MadCap.com.br é um blog pessoal. Um site onde pensamentos, fotografias, histórias, ilustrações ou qualquer outra coisa sem sentido é postada em uma forma cronológica. Só isso já explica tudo.

Posts com a tag ‘crítica’

Crônica Urbana: O cão, o tijolo e a árvore.

23 de agosto de 2010

O Cão e a árvore.

Esse cachorro da foto é uma figura: um boxer, caramelo, muito fiel.

Ele mora em um terreno quase baldio, perto da minha casa. Na verdade ele é o cão de guarda do terreno. Ele fica o dia inteiro nessa mesma posição: em pé, parado, olhando o nada. O dono (que não mora ali) aparece dia sim, dia não, para alimentá-lo e ver se a água está pingando direito no pequeno pote logo abaixo da torneira.

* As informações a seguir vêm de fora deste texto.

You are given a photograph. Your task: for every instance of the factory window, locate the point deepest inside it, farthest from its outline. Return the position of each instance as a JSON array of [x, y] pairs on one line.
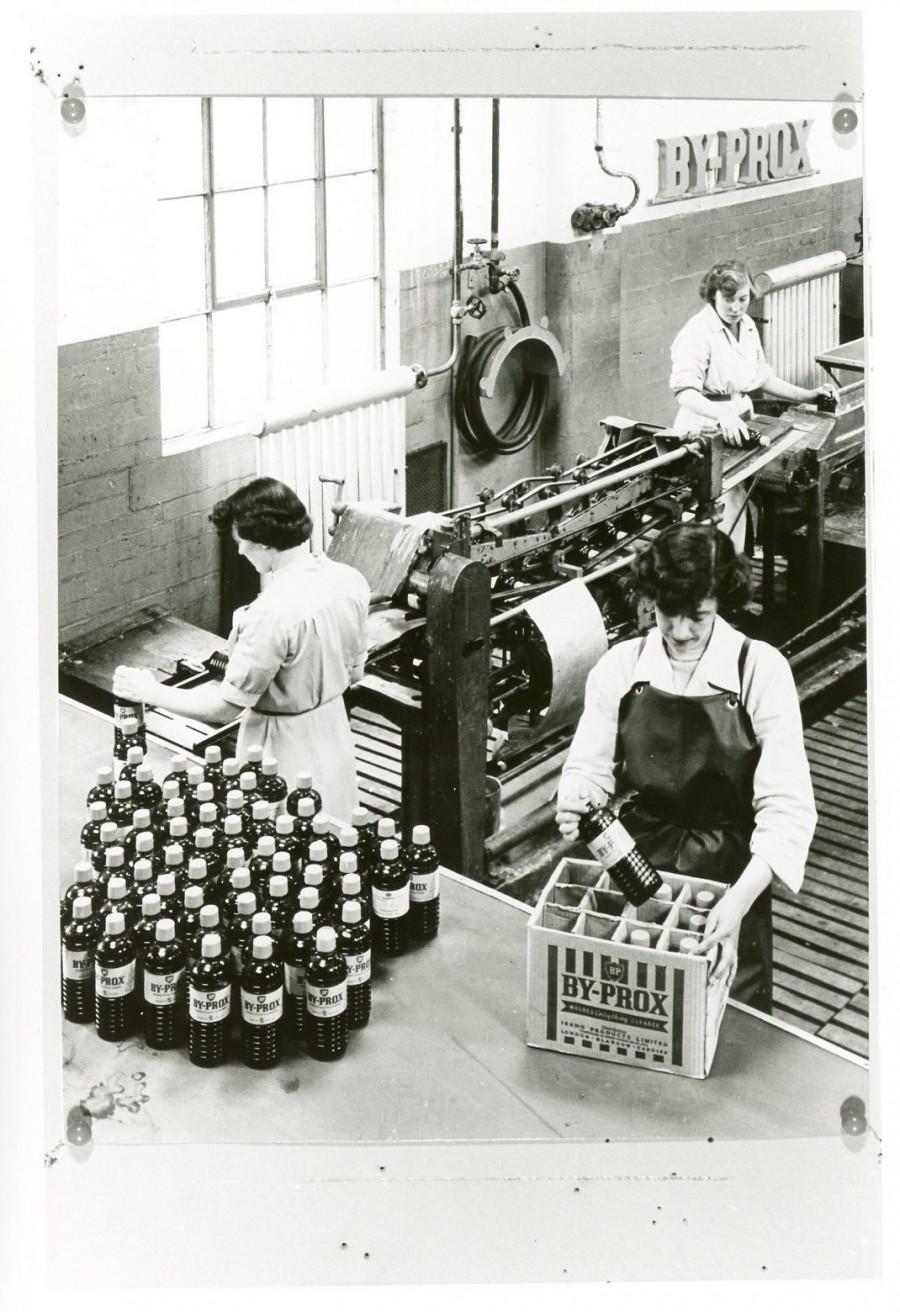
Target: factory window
[[270, 268]]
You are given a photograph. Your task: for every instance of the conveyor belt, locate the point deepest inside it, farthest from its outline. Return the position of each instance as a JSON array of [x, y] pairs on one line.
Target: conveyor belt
[[821, 933]]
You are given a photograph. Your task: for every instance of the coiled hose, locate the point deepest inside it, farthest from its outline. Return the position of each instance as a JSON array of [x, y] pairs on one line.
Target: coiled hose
[[526, 416]]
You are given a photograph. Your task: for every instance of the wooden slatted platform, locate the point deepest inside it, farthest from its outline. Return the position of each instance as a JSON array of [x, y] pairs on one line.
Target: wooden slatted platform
[[821, 933]]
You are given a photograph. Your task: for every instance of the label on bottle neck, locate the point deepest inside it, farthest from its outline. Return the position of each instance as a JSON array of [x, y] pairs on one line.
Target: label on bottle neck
[[326, 1000], [209, 1005], [263, 1008], [612, 845], [295, 979], [358, 967], [114, 980], [78, 966], [390, 903], [425, 884], [163, 989]]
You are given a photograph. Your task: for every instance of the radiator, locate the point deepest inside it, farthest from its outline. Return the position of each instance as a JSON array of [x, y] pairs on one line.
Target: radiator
[[343, 445], [800, 316]]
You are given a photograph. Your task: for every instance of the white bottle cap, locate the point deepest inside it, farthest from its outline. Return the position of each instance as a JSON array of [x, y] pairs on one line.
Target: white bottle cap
[[326, 938], [352, 913], [210, 945]]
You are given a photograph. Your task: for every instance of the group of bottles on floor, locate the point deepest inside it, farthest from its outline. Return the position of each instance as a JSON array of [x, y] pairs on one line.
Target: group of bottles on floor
[[221, 911]]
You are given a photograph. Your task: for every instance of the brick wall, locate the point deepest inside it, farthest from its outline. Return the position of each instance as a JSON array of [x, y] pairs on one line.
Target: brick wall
[[614, 302], [133, 524]]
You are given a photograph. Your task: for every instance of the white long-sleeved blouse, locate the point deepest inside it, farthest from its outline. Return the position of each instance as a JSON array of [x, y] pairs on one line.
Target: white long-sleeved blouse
[[783, 806]]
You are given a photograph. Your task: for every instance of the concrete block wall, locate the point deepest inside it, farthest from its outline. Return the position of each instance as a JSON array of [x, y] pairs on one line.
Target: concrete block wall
[[133, 524], [615, 301]]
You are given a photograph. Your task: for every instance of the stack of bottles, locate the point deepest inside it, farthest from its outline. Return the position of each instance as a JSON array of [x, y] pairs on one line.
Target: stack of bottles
[[219, 911]]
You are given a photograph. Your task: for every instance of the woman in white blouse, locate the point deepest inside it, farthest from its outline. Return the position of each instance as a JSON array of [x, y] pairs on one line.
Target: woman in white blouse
[[698, 730], [716, 364]]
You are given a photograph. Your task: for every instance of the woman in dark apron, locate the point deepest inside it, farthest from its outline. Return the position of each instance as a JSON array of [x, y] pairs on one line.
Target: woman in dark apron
[[698, 731]]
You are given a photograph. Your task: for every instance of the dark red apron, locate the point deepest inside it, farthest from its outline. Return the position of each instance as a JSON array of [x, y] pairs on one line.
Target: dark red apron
[[692, 761]]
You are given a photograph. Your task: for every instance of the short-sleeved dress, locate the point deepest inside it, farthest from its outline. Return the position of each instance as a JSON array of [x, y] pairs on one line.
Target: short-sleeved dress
[[291, 654]]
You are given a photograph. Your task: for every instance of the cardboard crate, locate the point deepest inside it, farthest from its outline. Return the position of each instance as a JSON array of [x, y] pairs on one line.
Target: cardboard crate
[[592, 993]]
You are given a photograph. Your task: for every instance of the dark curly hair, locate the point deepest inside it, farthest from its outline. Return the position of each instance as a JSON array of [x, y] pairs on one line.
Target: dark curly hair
[[685, 564], [727, 276], [264, 511]]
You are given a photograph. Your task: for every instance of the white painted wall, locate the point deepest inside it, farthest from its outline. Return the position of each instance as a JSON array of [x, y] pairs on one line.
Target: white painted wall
[[547, 167]]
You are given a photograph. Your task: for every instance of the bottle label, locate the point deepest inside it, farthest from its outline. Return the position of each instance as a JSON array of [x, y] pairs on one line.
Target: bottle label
[[324, 1000], [390, 904], [425, 884], [163, 989], [612, 845], [358, 968], [78, 966], [114, 980], [210, 1005], [263, 1008]]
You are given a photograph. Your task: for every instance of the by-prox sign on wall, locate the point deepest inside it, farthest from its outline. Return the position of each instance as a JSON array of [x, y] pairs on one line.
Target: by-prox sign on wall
[[736, 158]]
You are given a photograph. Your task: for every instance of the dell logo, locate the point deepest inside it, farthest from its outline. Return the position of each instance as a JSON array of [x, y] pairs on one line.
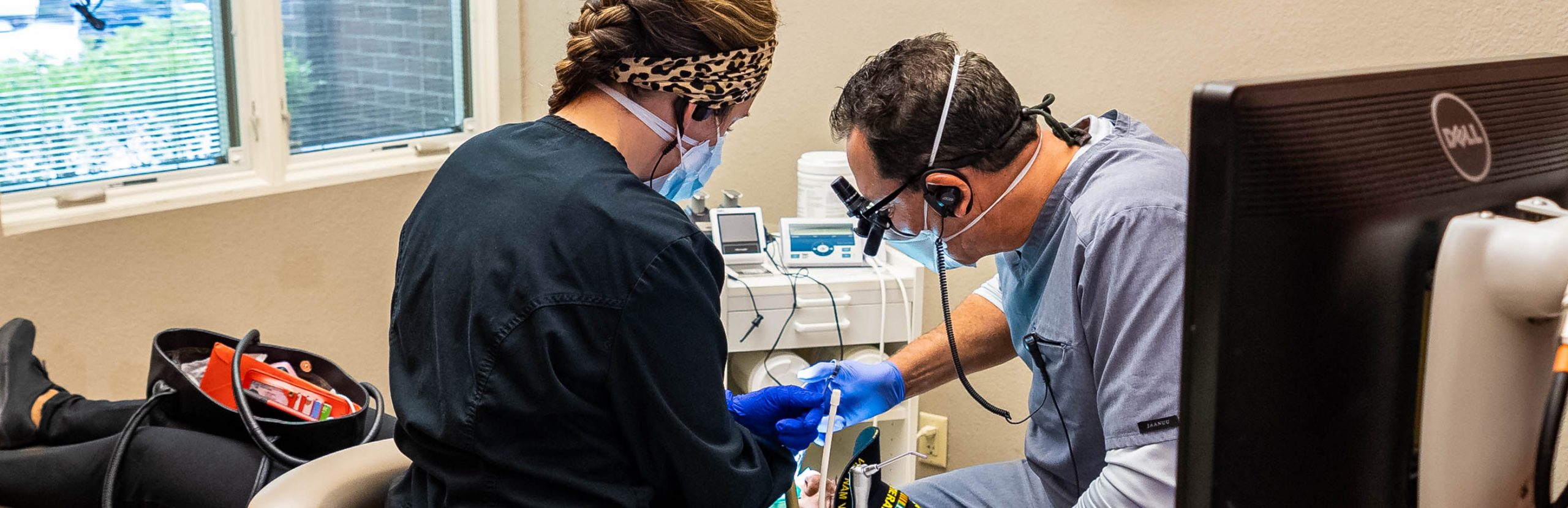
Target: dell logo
[[1462, 137]]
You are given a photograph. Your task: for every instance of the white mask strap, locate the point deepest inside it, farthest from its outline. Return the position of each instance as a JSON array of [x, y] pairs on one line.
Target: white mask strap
[[952, 83], [659, 126], [1018, 179]]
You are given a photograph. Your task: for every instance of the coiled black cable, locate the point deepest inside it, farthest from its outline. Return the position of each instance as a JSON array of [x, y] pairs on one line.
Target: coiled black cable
[[959, 366], [952, 341]]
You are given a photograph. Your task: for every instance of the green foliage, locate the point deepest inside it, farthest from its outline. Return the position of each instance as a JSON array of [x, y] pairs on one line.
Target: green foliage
[[87, 105]]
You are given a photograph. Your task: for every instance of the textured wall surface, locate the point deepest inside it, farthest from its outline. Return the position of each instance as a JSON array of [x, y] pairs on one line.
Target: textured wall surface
[[314, 267]]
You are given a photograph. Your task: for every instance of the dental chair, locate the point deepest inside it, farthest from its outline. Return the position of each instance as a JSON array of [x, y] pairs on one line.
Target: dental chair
[[356, 477]]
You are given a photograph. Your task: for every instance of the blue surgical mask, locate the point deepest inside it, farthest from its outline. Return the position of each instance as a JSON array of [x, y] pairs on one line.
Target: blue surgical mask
[[922, 245], [696, 162]]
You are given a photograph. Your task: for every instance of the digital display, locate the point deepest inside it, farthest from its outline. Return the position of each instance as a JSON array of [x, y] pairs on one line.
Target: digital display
[[739, 234], [816, 243]]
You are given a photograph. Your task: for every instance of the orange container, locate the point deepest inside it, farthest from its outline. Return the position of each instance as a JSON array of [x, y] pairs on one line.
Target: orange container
[[281, 389]]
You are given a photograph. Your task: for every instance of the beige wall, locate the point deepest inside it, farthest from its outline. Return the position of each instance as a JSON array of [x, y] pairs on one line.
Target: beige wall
[[314, 267]]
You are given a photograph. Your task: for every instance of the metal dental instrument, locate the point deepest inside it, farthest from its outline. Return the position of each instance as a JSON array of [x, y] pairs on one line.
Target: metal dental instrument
[[861, 479], [827, 444]]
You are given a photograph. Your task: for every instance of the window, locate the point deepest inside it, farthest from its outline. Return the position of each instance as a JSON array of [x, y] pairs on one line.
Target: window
[[183, 102], [363, 72], [138, 97]]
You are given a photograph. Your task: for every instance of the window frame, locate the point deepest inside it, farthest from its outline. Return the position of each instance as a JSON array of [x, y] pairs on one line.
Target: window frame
[[259, 161]]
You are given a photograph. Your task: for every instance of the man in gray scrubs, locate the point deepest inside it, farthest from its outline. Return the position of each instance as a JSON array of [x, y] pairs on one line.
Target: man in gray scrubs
[[1087, 223]]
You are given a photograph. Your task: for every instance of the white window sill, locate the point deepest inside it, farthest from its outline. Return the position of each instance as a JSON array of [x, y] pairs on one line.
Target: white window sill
[[40, 214]]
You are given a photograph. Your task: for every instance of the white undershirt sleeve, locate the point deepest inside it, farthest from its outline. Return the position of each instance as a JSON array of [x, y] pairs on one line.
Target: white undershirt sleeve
[[1144, 477], [992, 290]]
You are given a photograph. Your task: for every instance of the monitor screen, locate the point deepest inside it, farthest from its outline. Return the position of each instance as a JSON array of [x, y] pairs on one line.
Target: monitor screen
[[739, 234], [1316, 212]]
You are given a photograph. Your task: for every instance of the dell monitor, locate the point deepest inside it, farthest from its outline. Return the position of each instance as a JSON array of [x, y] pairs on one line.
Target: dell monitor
[[1316, 212]]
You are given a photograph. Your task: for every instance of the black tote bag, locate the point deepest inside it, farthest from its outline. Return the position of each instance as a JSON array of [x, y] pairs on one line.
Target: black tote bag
[[281, 438]]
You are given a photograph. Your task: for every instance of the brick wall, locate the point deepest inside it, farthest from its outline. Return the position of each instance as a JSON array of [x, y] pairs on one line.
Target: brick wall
[[382, 68]]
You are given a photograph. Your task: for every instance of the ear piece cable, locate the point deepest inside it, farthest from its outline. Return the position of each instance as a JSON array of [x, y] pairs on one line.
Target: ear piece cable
[[1034, 350]]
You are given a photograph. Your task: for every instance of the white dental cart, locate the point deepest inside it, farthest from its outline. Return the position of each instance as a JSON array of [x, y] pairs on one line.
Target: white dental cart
[[813, 335]]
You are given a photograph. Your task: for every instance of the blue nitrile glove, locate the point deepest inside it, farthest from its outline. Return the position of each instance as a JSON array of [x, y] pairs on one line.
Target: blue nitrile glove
[[867, 389], [780, 414]]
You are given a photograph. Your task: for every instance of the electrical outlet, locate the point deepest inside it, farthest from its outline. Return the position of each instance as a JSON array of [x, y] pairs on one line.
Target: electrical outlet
[[932, 439]]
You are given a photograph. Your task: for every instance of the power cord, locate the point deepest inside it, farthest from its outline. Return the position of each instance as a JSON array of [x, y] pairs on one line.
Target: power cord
[[794, 278], [755, 320], [90, 13], [794, 305], [1034, 350], [1551, 422]]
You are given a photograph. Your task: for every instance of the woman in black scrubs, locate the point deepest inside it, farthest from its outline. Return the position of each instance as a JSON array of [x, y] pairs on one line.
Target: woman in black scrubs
[[556, 332]]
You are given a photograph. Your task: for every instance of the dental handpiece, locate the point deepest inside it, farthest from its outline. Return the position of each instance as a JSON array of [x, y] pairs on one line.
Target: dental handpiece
[[827, 444]]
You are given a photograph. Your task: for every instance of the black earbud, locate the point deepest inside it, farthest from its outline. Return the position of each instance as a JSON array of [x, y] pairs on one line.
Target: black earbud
[[943, 198]]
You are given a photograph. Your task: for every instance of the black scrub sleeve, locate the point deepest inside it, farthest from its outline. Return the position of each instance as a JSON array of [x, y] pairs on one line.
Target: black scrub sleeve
[[667, 388]]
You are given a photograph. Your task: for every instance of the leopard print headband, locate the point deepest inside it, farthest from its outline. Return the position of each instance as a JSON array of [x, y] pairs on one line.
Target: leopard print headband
[[714, 80]]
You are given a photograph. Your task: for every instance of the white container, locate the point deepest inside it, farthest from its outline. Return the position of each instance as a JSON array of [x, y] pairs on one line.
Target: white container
[[748, 372], [814, 175]]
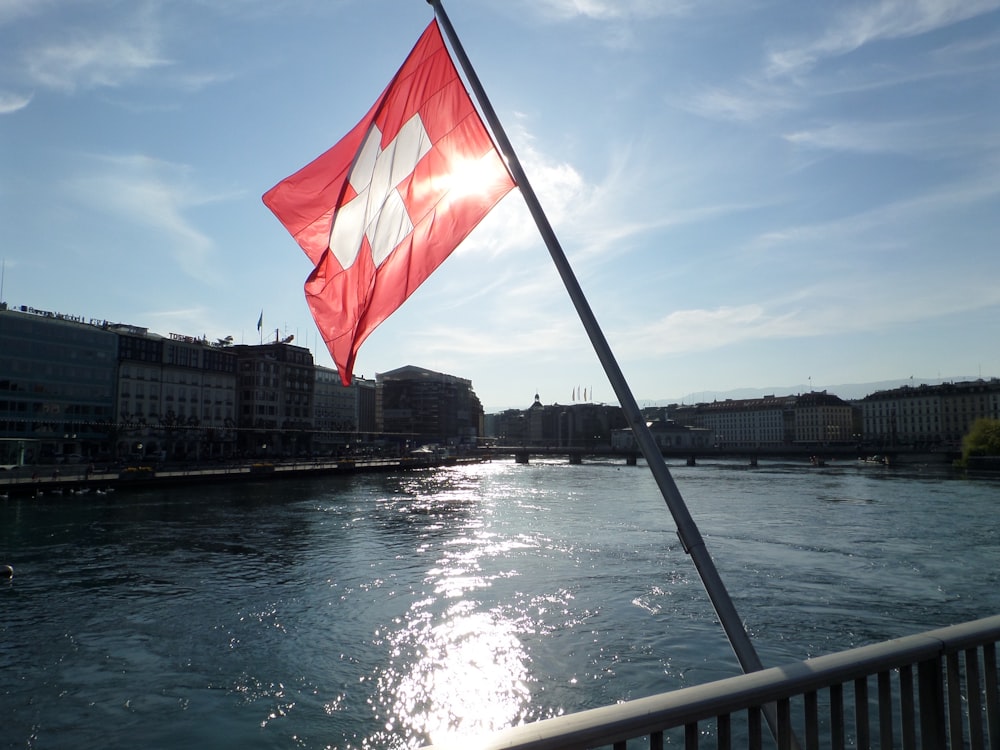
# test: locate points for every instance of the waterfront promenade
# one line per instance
(70, 479)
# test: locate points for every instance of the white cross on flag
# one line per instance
(383, 208)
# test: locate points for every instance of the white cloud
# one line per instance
(12, 102)
(92, 61)
(158, 196)
(612, 9)
(864, 23)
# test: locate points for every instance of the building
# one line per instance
(275, 394)
(773, 421)
(743, 423)
(176, 396)
(668, 436)
(583, 425)
(928, 415)
(57, 385)
(416, 406)
(342, 415)
(822, 418)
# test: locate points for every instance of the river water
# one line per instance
(391, 610)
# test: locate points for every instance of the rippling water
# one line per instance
(389, 611)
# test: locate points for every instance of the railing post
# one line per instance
(931, 690)
(992, 694)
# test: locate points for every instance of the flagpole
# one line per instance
(687, 530)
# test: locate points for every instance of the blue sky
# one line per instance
(764, 194)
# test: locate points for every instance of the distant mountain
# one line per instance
(848, 391)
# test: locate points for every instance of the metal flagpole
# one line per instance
(687, 530)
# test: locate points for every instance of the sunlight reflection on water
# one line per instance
(460, 672)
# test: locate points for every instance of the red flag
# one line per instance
(383, 208)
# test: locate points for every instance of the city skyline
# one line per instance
(749, 195)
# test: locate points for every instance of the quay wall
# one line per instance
(40, 481)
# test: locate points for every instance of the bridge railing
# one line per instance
(932, 691)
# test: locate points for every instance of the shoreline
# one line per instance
(57, 483)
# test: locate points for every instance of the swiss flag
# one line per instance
(383, 208)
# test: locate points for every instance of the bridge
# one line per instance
(808, 454)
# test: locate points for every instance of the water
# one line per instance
(387, 611)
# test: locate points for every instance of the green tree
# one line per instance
(983, 439)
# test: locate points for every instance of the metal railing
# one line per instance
(932, 691)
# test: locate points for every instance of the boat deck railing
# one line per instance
(932, 691)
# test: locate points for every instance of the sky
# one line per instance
(762, 194)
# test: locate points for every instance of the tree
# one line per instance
(982, 440)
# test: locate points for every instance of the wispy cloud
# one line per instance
(864, 23)
(12, 102)
(92, 61)
(612, 9)
(155, 195)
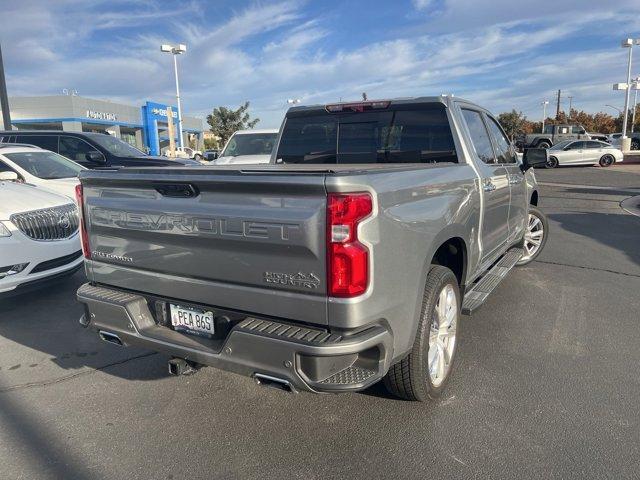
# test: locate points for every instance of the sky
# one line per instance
(502, 54)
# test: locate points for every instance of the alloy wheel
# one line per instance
(442, 335)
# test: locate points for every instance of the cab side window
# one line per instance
(504, 152)
(48, 142)
(75, 148)
(479, 135)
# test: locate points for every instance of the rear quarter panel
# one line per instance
(415, 211)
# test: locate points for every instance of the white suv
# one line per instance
(41, 168)
(38, 236)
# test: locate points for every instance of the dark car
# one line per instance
(91, 150)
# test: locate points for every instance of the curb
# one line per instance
(631, 205)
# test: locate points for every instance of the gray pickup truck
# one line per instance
(553, 134)
(348, 260)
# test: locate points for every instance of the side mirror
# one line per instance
(534, 157)
(95, 157)
(8, 176)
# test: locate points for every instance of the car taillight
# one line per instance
(347, 257)
(84, 238)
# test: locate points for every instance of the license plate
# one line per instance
(191, 320)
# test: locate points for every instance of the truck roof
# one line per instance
(442, 99)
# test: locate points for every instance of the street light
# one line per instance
(544, 113)
(615, 108)
(627, 43)
(176, 50)
(636, 87)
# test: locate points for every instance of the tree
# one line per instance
(224, 122)
(513, 123)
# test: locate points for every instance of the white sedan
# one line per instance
(39, 238)
(41, 168)
(583, 152)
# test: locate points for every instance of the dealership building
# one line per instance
(144, 127)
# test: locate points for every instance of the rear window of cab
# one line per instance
(417, 133)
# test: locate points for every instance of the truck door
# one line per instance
(506, 155)
(494, 184)
(573, 153)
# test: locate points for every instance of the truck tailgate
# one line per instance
(250, 241)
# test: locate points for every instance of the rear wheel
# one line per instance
(606, 160)
(535, 235)
(423, 374)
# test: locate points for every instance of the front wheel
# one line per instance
(535, 235)
(606, 160)
(423, 374)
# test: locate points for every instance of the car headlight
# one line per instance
(4, 231)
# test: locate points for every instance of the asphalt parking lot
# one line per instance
(547, 382)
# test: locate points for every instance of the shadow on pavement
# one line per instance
(45, 451)
(618, 231)
(47, 321)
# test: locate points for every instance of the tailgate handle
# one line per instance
(179, 190)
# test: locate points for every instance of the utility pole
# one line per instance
(4, 99)
(636, 86)
(544, 114)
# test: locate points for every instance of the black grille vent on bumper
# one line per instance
(317, 336)
(56, 262)
(48, 224)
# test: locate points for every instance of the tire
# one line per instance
(606, 160)
(534, 212)
(410, 378)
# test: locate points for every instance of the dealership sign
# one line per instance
(112, 117)
(162, 112)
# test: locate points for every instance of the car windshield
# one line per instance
(250, 144)
(401, 134)
(117, 147)
(45, 165)
(561, 145)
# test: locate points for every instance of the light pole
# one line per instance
(615, 108)
(636, 87)
(544, 113)
(627, 43)
(176, 50)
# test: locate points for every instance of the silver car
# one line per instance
(583, 152)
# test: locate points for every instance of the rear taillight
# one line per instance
(84, 238)
(347, 257)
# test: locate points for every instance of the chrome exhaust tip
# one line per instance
(110, 338)
(273, 382)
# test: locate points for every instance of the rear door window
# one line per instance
(395, 135)
(48, 142)
(479, 135)
(75, 148)
(504, 152)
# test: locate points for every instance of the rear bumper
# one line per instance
(308, 358)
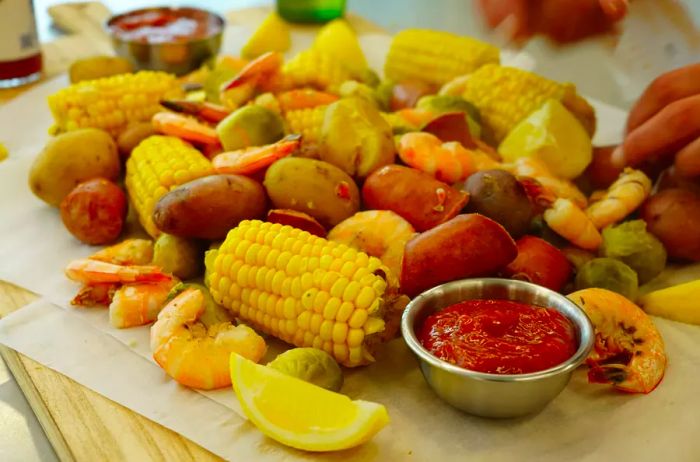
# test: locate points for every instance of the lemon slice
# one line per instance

O cão tem apenas uma árvore, uma pedra e um cercado de tijolos como amigos.

Não tem gramado, apenas esse areião. Não tem casinha, nem abrigo.

E ele fica assim, o dia inteiro. Olhando para o infinito.

Vez ou outra uiva durante a noite. Nada que um assovio não o faça parar de uivar e procurar o autor.

A maior prova de amabilidade desse cachorro é quando chega seu algoz com alimento: ele pula de alegria, lambe-o e corre em volta do figura.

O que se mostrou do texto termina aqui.